It's no secret that the recession has been hard on Colorado businesses. Many have had to lay off workers, and even more have had to delay hiring until the economy improves. As a result, many Colorado workers have found it hard to find jobs.
Throughout the country, state governments have been looking for creative ways to help get unemployed people back to work. In Colorado, some lawmakers proposed a new business law that would ban employers from advertising jobs as being open only to people who are currently employed. Earlier this week, a House committee killed that bill, effectively stopping the initiative from progressing any further.
The bill's opponents saw the effort as unneeded intrusion into the affairs of local business owners, especially considering how rare so-called "unemployment discrimination" actually is.

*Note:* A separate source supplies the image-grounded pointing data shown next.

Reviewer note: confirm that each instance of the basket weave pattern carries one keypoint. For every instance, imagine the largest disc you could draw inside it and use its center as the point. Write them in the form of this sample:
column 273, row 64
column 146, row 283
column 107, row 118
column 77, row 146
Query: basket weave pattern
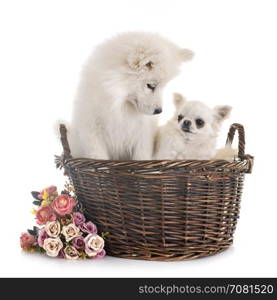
column 161, row 210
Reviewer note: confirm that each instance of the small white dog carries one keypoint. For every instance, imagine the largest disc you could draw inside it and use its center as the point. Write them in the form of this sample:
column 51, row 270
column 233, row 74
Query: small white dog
column 119, row 94
column 192, row 132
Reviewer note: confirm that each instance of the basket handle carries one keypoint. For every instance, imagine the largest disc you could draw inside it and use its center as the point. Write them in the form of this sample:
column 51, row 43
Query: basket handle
column 64, row 141
column 240, row 129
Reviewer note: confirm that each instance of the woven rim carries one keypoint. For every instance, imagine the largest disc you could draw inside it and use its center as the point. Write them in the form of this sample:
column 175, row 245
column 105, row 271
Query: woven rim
column 163, row 210
column 244, row 164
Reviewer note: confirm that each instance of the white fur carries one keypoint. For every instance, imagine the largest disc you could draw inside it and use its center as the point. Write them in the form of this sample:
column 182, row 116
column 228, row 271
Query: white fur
column 172, row 142
column 113, row 111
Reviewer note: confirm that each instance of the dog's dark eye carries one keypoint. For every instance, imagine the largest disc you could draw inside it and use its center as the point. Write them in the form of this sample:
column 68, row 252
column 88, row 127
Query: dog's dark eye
column 199, row 122
column 151, row 86
column 180, row 117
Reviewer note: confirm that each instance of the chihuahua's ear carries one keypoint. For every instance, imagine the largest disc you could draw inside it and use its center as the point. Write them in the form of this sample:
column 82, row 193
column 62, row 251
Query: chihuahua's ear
column 186, row 54
column 178, row 100
column 222, row 112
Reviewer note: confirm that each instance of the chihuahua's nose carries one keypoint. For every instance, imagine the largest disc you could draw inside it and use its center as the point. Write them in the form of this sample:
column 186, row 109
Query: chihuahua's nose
column 186, row 124
column 157, row 111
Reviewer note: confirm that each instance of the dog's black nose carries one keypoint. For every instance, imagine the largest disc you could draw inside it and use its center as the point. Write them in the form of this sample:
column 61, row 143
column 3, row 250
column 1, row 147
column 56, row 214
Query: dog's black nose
column 186, row 124
column 157, row 111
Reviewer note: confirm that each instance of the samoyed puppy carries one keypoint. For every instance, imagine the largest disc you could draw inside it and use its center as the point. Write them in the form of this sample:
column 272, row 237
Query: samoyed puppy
column 120, row 95
column 192, row 132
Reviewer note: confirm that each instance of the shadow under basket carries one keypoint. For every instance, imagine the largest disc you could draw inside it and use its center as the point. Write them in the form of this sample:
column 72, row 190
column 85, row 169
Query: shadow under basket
column 161, row 209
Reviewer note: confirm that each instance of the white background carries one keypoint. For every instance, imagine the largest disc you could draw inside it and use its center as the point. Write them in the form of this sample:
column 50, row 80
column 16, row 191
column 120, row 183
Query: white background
column 43, row 45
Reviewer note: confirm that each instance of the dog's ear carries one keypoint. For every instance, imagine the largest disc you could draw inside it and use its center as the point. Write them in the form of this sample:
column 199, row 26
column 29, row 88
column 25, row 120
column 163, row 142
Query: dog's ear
column 178, row 100
column 186, row 54
column 222, row 112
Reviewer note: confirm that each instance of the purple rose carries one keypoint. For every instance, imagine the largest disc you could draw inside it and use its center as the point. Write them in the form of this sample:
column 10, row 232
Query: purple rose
column 101, row 254
column 61, row 254
column 41, row 237
column 78, row 242
column 79, row 219
column 89, row 227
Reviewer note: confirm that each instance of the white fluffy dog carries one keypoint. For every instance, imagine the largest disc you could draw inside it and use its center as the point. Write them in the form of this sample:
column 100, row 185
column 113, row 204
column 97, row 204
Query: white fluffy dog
column 192, row 132
column 119, row 94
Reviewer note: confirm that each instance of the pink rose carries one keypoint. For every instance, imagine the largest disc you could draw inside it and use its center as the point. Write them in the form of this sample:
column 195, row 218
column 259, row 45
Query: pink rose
column 45, row 214
column 94, row 244
column 78, row 218
column 63, row 204
column 101, row 254
column 41, row 237
column 89, row 227
column 27, row 240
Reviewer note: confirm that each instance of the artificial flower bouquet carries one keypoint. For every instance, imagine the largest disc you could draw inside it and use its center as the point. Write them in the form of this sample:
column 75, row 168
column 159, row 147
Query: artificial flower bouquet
column 65, row 233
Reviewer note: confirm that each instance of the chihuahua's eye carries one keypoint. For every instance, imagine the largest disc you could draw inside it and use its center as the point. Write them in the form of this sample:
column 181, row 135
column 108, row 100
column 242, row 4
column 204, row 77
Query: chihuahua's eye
column 180, row 117
column 199, row 122
column 151, row 86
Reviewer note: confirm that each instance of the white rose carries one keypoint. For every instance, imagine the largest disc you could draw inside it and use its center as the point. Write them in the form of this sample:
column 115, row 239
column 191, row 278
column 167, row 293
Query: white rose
column 94, row 244
column 52, row 246
column 70, row 232
column 53, row 229
column 71, row 252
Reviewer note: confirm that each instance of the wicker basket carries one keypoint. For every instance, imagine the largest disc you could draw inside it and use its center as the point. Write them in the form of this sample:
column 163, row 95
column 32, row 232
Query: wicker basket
column 161, row 210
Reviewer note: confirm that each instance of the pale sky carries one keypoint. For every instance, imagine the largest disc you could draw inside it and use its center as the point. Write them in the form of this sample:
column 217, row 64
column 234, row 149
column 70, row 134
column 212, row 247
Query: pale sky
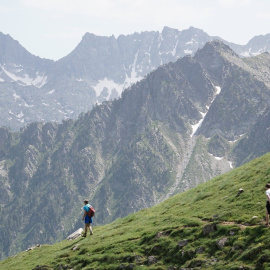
column 53, row 28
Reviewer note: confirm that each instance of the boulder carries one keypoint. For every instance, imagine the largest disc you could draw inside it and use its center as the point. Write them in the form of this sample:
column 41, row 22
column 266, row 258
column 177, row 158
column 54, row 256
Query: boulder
column 75, row 235
column 182, row 243
column 209, row 228
column 200, row 250
column 152, row 260
column 221, row 242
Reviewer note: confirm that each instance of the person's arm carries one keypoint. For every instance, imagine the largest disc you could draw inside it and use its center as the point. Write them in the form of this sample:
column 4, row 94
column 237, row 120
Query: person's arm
column 84, row 214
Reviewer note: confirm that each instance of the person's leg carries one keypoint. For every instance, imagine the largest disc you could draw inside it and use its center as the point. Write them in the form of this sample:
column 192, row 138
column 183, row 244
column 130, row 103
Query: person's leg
column 86, row 225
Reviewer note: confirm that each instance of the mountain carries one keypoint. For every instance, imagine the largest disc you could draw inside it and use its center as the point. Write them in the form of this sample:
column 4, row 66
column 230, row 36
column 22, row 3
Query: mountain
column 181, row 125
column 207, row 227
column 98, row 69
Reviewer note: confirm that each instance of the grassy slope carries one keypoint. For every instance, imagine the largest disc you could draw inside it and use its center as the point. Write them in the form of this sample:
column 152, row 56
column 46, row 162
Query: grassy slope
column 130, row 241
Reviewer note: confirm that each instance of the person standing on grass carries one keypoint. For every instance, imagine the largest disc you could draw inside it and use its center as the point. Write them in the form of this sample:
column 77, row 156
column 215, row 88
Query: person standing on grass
column 267, row 192
column 87, row 220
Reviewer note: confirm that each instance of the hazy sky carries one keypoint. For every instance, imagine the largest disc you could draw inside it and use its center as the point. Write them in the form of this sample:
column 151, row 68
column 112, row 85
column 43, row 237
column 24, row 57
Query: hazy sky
column 53, row 28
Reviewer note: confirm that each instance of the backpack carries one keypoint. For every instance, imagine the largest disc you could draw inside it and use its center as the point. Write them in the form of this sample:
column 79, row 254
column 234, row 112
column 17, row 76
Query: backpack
column 91, row 211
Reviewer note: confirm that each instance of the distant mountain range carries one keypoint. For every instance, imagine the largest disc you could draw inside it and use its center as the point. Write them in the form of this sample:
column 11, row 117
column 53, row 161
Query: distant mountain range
column 98, row 69
column 181, row 125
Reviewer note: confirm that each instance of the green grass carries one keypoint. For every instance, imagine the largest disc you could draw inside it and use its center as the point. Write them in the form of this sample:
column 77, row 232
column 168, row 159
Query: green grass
column 130, row 241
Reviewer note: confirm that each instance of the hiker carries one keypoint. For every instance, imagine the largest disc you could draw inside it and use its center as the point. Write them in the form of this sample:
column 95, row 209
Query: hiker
column 87, row 219
column 267, row 192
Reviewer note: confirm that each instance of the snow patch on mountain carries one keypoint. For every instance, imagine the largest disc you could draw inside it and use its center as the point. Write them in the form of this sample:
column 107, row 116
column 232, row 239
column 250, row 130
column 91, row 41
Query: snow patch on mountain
column 50, row 92
column 196, row 126
column 38, row 82
column 109, row 84
column 230, row 163
column 188, row 51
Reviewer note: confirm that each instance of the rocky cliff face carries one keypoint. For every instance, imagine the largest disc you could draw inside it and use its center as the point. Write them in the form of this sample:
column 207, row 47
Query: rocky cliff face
column 97, row 70
column 179, row 126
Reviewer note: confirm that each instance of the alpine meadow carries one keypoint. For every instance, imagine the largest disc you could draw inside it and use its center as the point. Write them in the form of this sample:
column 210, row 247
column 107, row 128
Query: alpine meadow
column 167, row 134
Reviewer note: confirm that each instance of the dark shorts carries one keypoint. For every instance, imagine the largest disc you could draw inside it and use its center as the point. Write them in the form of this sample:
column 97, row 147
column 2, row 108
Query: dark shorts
column 88, row 220
column 268, row 207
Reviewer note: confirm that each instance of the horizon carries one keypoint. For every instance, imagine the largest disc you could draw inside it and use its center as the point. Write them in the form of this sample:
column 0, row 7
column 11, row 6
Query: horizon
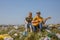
column 15, row 11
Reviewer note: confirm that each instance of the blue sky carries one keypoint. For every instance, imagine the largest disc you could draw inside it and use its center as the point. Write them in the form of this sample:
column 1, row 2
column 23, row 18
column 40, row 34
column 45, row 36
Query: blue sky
column 14, row 11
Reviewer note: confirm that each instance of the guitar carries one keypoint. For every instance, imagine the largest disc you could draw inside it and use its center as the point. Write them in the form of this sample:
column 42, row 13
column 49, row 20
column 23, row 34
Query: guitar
column 36, row 22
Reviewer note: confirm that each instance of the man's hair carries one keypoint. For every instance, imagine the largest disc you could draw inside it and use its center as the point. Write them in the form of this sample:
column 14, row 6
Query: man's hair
column 30, row 13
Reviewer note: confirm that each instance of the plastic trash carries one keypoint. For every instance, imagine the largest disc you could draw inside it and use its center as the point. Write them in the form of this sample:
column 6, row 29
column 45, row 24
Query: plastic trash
column 25, row 33
column 8, row 38
column 47, row 38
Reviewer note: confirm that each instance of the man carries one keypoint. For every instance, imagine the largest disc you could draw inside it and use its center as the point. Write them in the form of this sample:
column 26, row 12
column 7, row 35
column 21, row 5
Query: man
column 28, row 22
column 38, row 21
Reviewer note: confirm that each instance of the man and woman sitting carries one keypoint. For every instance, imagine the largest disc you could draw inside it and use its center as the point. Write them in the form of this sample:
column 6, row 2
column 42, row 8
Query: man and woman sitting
column 35, row 23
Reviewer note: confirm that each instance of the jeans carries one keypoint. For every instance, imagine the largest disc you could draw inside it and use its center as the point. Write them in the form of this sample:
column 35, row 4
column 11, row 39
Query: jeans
column 29, row 25
column 38, row 27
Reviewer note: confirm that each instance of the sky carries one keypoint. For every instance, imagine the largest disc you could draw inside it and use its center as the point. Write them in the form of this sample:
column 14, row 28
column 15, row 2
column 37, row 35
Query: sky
column 15, row 11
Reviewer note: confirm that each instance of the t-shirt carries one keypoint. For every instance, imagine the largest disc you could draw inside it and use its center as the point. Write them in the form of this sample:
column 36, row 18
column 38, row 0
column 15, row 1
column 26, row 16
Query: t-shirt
column 40, row 19
column 36, row 20
column 28, row 19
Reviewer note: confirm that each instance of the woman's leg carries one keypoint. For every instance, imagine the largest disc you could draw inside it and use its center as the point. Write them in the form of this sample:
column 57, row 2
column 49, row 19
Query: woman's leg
column 40, row 26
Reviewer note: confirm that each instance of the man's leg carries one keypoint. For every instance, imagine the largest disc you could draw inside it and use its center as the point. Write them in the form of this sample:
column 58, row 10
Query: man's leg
column 40, row 26
column 30, row 27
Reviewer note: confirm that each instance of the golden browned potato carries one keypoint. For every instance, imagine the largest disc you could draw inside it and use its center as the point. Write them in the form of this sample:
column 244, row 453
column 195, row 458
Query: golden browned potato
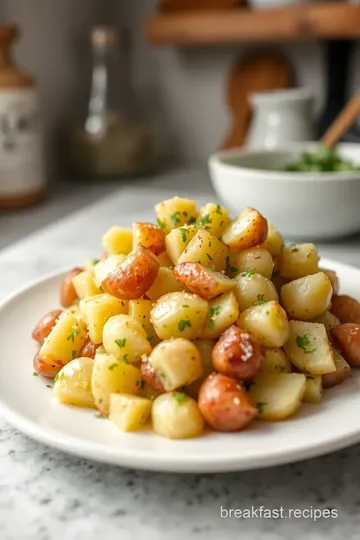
column 309, row 348
column 237, row 354
column 253, row 289
column 176, row 416
column 268, row 322
column 255, row 259
column 343, row 370
column 247, row 230
column 179, row 314
column 224, row 404
column 346, row 309
column 299, row 260
column 132, row 278
column 149, row 236
column 307, row 297
column 67, row 291
column 206, row 249
column 118, row 240
column 274, row 242
column 223, row 312
column 175, row 212
column 201, row 280
column 165, row 282
column 47, row 367
column 213, row 218
column 45, row 325
column 346, row 338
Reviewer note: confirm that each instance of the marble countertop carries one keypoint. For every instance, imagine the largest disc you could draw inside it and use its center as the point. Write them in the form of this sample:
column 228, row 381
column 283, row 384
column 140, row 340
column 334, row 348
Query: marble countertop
column 47, row 495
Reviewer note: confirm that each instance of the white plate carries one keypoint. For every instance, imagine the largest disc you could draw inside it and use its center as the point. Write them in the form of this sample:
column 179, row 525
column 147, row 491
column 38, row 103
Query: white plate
column 27, row 403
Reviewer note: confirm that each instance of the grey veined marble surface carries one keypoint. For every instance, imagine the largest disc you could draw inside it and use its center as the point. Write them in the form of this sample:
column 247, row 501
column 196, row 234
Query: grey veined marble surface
column 47, row 495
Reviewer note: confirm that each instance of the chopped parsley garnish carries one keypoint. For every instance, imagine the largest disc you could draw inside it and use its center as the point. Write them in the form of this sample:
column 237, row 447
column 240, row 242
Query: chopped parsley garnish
column 175, row 218
column 230, row 268
column 250, row 272
column 184, row 232
column 260, row 405
column 183, row 324
column 161, row 223
column 120, row 343
column 180, row 397
column 303, row 342
column 73, row 335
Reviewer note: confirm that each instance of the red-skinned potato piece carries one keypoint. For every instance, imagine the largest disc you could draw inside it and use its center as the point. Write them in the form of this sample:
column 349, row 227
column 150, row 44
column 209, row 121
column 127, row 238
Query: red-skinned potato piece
column 149, row 236
column 46, row 367
column 224, row 404
column 133, row 277
column 67, row 290
column 150, row 377
column 201, row 280
column 346, row 339
column 237, row 354
column 88, row 349
column 346, row 309
column 45, row 325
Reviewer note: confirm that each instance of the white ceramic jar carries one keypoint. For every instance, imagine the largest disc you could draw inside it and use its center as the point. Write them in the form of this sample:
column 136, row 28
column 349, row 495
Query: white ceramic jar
column 280, row 117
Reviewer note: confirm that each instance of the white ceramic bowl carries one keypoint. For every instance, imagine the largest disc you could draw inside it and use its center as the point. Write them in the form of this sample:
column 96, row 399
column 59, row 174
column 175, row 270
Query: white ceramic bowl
column 301, row 205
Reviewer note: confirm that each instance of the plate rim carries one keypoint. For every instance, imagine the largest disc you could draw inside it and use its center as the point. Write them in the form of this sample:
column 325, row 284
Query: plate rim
column 141, row 460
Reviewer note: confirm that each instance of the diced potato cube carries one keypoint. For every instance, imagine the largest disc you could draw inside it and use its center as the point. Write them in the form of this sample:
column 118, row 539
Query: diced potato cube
column 223, row 312
column 72, row 385
column 176, row 416
column 309, row 349
column 278, row 395
column 177, row 240
column 307, row 297
column 176, row 362
column 112, row 376
column 65, row 339
column 165, row 282
column 84, row 284
column 175, row 212
column 213, row 218
column 206, row 249
column 299, row 260
column 99, row 309
column 118, row 240
column 313, row 391
column 125, row 339
column 253, row 289
column 276, row 360
column 128, row 412
column 268, row 322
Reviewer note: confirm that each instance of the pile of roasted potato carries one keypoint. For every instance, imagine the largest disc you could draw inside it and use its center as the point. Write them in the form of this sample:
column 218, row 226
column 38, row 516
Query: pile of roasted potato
column 198, row 321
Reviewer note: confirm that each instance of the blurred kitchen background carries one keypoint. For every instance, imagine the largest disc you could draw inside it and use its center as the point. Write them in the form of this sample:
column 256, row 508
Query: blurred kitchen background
column 192, row 65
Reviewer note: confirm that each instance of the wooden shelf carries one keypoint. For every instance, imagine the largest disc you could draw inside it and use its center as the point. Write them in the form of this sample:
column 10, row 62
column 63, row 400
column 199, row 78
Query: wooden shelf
column 335, row 20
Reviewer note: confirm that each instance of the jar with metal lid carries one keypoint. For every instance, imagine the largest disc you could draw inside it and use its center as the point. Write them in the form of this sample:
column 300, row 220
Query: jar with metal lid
column 113, row 140
column 22, row 177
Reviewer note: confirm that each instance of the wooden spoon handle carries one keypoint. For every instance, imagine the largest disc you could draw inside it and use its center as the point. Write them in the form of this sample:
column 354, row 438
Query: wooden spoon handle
column 342, row 122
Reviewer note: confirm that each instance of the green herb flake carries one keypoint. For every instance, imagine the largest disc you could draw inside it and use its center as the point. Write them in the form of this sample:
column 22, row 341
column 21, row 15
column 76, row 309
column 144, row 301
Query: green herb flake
column 184, row 233
column 183, row 324
column 73, row 335
column 180, row 397
column 260, row 301
column 303, row 342
column 260, row 405
column 120, row 343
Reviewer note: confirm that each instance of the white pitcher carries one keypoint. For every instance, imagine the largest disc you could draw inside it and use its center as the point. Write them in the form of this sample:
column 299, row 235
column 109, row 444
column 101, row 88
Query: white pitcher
column 280, row 117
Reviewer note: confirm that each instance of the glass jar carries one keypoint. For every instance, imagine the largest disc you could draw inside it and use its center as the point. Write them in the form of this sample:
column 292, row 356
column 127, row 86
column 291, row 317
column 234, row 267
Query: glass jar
column 111, row 141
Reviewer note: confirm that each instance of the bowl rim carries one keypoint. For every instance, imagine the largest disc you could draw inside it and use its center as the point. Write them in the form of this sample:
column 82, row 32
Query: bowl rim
column 216, row 161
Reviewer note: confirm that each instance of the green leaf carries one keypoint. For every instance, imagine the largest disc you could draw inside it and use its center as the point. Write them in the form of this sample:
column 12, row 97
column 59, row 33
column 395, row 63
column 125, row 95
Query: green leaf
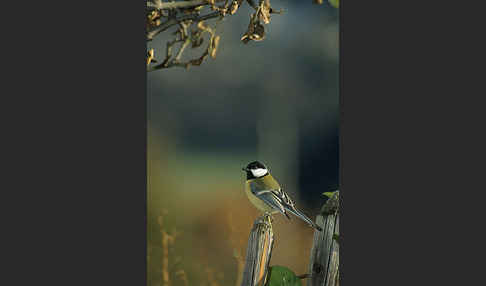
column 328, row 194
column 282, row 276
column 336, row 237
column 334, row 3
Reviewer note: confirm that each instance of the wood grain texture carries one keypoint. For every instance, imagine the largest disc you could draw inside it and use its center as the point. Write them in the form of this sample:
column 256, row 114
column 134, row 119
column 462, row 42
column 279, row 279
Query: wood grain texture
column 324, row 258
column 258, row 252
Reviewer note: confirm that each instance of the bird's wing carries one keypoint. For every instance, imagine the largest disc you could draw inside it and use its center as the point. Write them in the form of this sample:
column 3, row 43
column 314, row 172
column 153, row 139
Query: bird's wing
column 270, row 198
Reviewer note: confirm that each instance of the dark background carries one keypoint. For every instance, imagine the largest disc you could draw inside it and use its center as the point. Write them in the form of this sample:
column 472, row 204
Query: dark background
column 74, row 143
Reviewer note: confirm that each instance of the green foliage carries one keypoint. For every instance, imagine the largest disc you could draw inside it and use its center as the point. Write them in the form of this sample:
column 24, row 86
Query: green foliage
column 282, row 276
column 336, row 237
column 334, row 3
column 329, row 194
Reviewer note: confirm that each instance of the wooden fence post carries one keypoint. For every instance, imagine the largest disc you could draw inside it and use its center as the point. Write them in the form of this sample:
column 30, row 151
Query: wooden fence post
column 324, row 258
column 258, row 252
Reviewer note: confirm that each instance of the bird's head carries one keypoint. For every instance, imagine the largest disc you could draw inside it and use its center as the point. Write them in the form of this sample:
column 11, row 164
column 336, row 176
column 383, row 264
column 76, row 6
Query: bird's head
column 255, row 169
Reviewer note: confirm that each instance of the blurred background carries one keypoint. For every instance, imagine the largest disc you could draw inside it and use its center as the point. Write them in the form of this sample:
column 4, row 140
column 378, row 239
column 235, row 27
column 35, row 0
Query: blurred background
column 276, row 101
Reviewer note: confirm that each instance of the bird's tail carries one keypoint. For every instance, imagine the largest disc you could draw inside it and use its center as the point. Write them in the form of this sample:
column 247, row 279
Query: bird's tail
column 299, row 214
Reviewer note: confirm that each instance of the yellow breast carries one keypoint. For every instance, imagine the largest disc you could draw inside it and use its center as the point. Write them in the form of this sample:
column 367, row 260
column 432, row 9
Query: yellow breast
column 258, row 203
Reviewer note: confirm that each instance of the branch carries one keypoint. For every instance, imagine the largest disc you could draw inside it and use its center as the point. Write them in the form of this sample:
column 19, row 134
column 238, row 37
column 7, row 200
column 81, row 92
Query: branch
column 179, row 4
column 174, row 21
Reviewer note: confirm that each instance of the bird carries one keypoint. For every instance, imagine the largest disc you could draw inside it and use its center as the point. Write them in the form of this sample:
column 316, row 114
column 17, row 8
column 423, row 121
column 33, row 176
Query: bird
column 265, row 193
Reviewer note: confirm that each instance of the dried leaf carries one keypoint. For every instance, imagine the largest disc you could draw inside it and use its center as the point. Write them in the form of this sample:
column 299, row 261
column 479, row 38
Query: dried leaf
column 214, row 46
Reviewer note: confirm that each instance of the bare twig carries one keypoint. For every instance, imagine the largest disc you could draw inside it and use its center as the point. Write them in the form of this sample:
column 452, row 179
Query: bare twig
column 174, row 21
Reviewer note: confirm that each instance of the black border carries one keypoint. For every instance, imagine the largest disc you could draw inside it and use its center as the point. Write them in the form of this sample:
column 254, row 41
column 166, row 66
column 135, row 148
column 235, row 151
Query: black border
column 75, row 189
column 75, row 142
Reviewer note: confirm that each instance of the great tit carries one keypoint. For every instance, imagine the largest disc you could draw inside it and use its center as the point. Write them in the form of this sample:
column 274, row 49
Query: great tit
column 265, row 193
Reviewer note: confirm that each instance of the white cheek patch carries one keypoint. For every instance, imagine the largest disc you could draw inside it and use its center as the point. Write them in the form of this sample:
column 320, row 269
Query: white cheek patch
column 259, row 172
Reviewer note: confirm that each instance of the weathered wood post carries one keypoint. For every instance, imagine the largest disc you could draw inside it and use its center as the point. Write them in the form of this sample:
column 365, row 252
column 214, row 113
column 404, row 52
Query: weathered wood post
column 258, row 252
column 324, row 258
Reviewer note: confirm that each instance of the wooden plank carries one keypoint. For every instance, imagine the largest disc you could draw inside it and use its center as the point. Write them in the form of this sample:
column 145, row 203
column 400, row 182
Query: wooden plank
column 258, row 252
column 324, row 258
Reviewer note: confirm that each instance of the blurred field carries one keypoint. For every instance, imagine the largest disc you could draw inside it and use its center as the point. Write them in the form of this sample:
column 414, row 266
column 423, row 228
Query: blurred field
column 204, row 205
column 275, row 101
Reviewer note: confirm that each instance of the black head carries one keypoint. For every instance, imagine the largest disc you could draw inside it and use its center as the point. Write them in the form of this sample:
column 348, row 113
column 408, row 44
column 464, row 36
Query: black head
column 255, row 170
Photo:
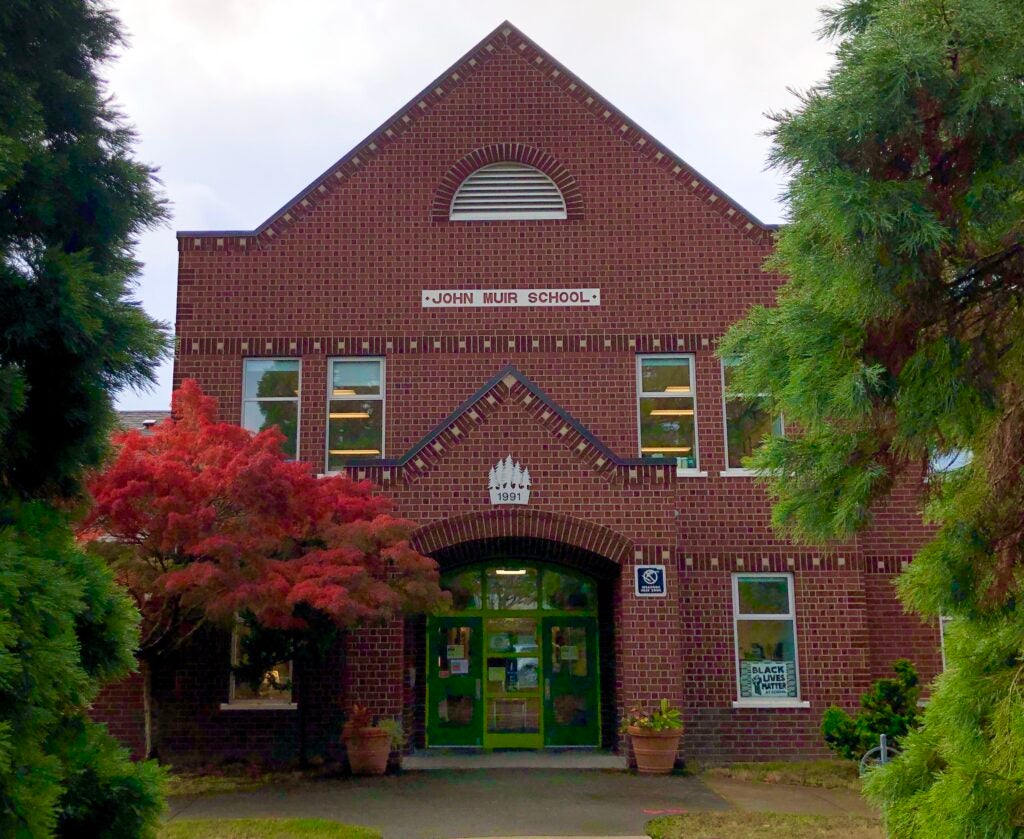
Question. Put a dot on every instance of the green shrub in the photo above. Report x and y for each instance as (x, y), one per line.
(889, 708)
(65, 629)
(105, 793)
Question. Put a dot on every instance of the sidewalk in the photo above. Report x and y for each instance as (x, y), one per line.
(457, 804)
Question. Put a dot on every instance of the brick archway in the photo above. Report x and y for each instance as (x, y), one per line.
(505, 153)
(515, 523)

Lawmakers worried that the bill could make Colorado a less-attractive destination for potential employers looking at starting or growing a business in the state. They reasoned that a poor business climate may ultimately be far more destructive for unemployed workers than the small number of employers who prefer to hire already-working candidates.
Further, the bill may not have had any actual impact on the issue - although it prohibited employers from advertising jobs as not being open to unemployed applicants, it did not prohibit employers from using an applicant's employment status as a factor in the hiring decision.
Finally, lawmakers said they were reluctant to interfere with the affairs of private businesses.
If passed, the legislation could have created a new protected class under Colorado employment law and may have led to costly employment litigation. For now, employers will be spared from this added burden.